Google reveals new office in Atlanta and $1 million in funding for local communities
The tech giant is also partnering with local community organisations and universities to offer Google Career Certificates at no cost
Google has opened the doors to its newest office space in Atlanta and announced a $1 million commitment to support work in training underserved communities throughout Georgia.
The company recently opened the doors to the new space in Midtown Atlanta at the 1105 West Peachtree building, it said yesterday. This new Google office encompasses 19 floors spanning 500,000 square feet and is part of its broader investment in local communities across the US.
Google has been in Atlanta for over 20 years. It has over 1,000 employees in Georgia, located in two offices as well as in a data centre in Douglas County.
The tech giant underlined that Atlanta has a rich civil rights history and is home to top Historically Black Colleges and Universities (HBCUs) and tech talent. It hopes continuing its long-term investment in Georgia’s capital will help support its Black Googler community there, in line with the company’s racial equity commitments.

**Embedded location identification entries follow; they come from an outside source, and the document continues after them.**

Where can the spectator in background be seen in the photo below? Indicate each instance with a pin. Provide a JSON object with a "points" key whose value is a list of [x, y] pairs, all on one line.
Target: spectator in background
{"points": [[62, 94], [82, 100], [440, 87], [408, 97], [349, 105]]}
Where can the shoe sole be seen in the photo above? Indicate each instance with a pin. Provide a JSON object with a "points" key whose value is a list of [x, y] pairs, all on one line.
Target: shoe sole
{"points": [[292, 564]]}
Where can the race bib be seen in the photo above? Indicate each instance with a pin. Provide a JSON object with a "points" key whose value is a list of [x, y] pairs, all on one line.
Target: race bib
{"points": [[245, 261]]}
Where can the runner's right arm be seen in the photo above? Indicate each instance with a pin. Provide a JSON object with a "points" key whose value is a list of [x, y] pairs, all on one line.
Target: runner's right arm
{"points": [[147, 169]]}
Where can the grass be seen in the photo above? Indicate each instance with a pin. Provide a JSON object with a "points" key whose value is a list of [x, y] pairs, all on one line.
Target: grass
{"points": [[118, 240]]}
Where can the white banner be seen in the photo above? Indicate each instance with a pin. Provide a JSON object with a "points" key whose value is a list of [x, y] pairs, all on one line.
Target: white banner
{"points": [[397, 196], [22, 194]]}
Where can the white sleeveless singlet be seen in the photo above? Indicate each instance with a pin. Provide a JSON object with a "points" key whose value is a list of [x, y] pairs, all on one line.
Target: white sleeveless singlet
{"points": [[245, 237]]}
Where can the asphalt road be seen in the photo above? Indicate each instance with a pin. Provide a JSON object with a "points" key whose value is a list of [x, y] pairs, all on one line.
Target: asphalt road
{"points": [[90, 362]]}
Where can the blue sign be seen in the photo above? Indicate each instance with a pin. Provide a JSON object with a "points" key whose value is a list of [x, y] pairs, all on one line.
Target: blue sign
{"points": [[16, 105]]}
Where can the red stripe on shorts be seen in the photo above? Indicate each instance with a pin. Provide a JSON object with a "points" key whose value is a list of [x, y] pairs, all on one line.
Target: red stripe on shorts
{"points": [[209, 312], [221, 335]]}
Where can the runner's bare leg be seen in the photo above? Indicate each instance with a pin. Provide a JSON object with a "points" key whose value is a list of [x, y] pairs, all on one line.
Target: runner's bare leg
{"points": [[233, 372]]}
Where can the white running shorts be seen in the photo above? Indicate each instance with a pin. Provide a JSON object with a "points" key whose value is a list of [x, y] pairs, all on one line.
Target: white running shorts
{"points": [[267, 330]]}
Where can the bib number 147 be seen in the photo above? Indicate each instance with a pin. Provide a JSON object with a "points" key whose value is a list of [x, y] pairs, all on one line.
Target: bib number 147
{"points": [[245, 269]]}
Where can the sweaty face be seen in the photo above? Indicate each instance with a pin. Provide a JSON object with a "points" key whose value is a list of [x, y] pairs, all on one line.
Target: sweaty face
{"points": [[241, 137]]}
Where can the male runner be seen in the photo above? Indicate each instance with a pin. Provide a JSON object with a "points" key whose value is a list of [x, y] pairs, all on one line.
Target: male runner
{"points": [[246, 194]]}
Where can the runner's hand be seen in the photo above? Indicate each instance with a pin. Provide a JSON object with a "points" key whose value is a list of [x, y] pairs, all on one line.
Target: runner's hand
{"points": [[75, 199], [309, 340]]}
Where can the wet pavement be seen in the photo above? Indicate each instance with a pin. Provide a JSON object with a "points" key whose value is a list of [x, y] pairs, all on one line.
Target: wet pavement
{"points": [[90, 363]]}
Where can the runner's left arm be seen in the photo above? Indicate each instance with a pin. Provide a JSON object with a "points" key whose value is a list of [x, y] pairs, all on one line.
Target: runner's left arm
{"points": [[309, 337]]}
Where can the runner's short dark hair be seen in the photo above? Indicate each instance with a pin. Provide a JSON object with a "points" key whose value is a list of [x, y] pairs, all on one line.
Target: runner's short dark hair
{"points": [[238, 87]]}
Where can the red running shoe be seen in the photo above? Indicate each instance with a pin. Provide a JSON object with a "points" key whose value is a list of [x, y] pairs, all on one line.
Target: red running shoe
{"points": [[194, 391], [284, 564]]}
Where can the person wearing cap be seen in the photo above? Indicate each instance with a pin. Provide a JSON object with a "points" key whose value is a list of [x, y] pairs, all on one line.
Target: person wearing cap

"Inspired by the city’s legacy for social change, our office was designed as an homage to the people of Atlanta, with each floor an ode to Atlanta’s cultural, musical and artistic history," said Matthew Pritchard
Google Atlanta co-site lead and global business organisation lead. "We worked with more than 50 local and diverse companies to design and build the new space, including artwork from more than 20 local artists."
In the lobby, visitors are greeted with a giant heart outlining the Google Atlanta sign. One of the staircases features a rainbow design, in support and celebration of the LGBTQ+ community, inspired by the city’s nearby rainbow crosswalks. The WERD Cafe, the Google cafeteria, is named for the first Black-owned and programmed U.S. radio station.

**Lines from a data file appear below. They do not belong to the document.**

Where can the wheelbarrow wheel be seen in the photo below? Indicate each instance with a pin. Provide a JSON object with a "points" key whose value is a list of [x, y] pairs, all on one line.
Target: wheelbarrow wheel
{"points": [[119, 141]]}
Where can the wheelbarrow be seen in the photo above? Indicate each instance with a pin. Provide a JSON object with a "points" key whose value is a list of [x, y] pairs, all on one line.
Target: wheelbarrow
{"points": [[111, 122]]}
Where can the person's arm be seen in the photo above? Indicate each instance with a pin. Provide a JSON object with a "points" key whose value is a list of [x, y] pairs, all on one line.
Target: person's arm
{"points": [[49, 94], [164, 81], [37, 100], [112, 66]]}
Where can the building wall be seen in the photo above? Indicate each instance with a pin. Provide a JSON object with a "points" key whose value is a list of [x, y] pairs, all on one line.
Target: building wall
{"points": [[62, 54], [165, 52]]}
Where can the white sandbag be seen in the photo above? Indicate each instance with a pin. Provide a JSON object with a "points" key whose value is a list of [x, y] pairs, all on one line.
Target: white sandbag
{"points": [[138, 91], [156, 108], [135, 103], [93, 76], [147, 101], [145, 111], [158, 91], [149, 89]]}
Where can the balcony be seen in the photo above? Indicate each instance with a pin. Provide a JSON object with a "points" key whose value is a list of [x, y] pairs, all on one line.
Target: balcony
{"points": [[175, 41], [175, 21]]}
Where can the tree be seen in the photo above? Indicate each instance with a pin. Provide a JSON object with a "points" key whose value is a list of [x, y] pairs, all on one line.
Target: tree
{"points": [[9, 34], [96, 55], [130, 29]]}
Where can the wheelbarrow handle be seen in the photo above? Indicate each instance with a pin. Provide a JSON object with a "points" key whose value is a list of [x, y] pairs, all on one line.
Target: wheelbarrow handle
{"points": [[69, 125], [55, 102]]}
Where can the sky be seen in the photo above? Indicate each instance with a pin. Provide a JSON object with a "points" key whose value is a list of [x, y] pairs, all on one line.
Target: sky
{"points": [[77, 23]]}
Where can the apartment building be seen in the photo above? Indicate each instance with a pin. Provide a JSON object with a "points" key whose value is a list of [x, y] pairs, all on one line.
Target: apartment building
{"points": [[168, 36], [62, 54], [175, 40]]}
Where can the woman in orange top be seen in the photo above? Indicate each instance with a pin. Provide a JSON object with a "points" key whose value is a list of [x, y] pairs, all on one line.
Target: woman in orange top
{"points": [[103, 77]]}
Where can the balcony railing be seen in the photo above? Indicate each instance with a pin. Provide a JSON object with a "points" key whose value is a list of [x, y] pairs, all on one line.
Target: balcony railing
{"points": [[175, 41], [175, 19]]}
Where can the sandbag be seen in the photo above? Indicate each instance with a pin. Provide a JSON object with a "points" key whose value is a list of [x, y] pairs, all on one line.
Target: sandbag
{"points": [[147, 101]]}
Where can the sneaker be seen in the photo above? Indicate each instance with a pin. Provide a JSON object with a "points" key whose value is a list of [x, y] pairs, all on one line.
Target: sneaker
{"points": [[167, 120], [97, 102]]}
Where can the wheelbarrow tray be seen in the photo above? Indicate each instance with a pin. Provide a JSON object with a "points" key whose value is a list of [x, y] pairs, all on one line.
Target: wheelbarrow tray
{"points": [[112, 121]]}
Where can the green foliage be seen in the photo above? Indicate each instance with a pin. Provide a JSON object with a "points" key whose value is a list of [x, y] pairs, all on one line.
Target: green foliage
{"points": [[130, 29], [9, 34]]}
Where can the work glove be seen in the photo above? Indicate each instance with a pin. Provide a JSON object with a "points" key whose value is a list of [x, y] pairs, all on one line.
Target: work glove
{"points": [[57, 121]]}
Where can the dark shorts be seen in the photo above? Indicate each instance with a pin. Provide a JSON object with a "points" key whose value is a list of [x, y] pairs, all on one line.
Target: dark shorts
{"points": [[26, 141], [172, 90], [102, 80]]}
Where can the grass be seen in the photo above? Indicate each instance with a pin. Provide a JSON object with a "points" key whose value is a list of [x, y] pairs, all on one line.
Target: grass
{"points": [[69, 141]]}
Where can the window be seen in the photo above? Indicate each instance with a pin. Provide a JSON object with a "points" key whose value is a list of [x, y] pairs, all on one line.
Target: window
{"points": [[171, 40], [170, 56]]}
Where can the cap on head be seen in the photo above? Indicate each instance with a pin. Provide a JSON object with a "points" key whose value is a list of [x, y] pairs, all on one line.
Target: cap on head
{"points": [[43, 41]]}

Google also announced yesterday a $1 million commitment to the Urban League of Atlanta to support their work in training underserved communities throughout Georgia. The company hopes the grant will help jobseekers get digital skills training and place them in high-growth jobs.

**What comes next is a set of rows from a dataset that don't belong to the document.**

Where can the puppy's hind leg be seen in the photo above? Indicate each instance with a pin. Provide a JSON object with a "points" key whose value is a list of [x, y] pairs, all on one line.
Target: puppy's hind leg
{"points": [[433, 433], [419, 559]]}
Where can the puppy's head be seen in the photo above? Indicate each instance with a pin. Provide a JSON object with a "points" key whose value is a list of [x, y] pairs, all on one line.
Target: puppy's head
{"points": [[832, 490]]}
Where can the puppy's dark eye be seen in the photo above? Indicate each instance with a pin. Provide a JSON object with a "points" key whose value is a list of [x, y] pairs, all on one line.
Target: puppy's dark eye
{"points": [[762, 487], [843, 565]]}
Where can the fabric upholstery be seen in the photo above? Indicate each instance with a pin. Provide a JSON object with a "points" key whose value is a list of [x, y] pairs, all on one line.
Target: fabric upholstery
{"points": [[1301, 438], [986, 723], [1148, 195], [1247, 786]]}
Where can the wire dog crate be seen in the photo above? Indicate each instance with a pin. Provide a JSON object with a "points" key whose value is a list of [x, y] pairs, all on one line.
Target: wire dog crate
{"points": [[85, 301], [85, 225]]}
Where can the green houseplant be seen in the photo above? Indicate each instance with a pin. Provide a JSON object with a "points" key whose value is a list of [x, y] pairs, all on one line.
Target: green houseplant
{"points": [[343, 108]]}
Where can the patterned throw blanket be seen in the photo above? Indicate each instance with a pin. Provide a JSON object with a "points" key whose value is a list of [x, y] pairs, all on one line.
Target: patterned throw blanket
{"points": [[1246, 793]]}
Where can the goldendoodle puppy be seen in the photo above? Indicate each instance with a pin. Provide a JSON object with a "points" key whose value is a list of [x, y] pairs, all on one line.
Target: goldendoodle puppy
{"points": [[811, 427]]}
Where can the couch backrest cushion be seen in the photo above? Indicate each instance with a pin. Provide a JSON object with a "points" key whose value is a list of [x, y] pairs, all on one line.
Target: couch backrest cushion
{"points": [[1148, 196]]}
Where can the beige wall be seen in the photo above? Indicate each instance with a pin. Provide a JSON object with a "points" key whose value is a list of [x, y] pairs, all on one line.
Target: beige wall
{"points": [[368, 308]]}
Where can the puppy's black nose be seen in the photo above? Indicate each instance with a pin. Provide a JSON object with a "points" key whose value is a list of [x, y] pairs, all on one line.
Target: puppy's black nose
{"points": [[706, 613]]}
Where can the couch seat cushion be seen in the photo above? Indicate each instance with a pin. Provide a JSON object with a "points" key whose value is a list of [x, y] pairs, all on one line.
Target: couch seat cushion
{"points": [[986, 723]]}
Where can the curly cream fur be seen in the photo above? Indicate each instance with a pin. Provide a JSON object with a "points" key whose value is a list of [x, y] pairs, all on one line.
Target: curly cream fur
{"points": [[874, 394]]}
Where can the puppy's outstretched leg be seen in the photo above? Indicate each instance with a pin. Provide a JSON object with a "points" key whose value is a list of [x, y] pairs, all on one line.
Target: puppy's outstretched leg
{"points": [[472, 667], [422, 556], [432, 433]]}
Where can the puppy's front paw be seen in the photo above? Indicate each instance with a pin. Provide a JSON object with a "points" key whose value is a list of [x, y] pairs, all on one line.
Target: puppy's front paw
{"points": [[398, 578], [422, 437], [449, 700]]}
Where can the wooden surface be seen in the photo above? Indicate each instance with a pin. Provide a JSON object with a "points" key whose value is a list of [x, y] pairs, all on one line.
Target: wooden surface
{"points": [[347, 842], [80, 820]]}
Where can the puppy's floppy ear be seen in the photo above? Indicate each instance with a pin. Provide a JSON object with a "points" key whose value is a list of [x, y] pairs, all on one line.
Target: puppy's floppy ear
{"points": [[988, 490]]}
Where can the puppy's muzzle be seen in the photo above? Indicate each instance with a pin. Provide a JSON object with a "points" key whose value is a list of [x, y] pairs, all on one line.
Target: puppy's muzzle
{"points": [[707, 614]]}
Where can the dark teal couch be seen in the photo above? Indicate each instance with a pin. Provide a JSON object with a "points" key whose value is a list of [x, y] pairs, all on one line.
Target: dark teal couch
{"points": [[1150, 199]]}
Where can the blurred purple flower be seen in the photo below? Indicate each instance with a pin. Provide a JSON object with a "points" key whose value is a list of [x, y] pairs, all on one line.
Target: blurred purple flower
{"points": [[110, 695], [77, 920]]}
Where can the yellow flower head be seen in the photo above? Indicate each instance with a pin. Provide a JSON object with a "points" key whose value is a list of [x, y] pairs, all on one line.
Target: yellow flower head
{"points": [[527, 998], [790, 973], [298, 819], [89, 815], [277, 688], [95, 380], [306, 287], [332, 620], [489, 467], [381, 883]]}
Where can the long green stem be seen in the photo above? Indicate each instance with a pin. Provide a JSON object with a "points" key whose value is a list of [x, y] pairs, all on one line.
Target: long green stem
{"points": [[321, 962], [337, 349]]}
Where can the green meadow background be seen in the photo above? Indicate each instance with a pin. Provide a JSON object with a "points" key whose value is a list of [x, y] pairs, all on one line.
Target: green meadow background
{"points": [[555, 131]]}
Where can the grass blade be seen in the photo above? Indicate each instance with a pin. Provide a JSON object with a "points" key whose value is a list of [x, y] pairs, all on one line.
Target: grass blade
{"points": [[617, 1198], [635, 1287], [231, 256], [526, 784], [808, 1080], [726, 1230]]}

The tech giant is also partnering with local community organisations and universities. It’s working with HBCUs like Clark Atlanta University and Spelman College to attract talent, and partnering with the Technical College System of Georgia to offer Google Career Certificates to 22 colleges across the state at no cost.
Lastly, the company is partnering with Mayor Andre Dickens and the Atlanta BeltLine to launch the Atlanta BeltLine Marketplace, an effort to help local Black, Latino and women-owned small businesses reach new customers by retrofitting rail cars into office spaces. It’s providing Wi-Fi for the rail containers, a complete suite of Google Nest products, Chromebooks, and free digital skills training.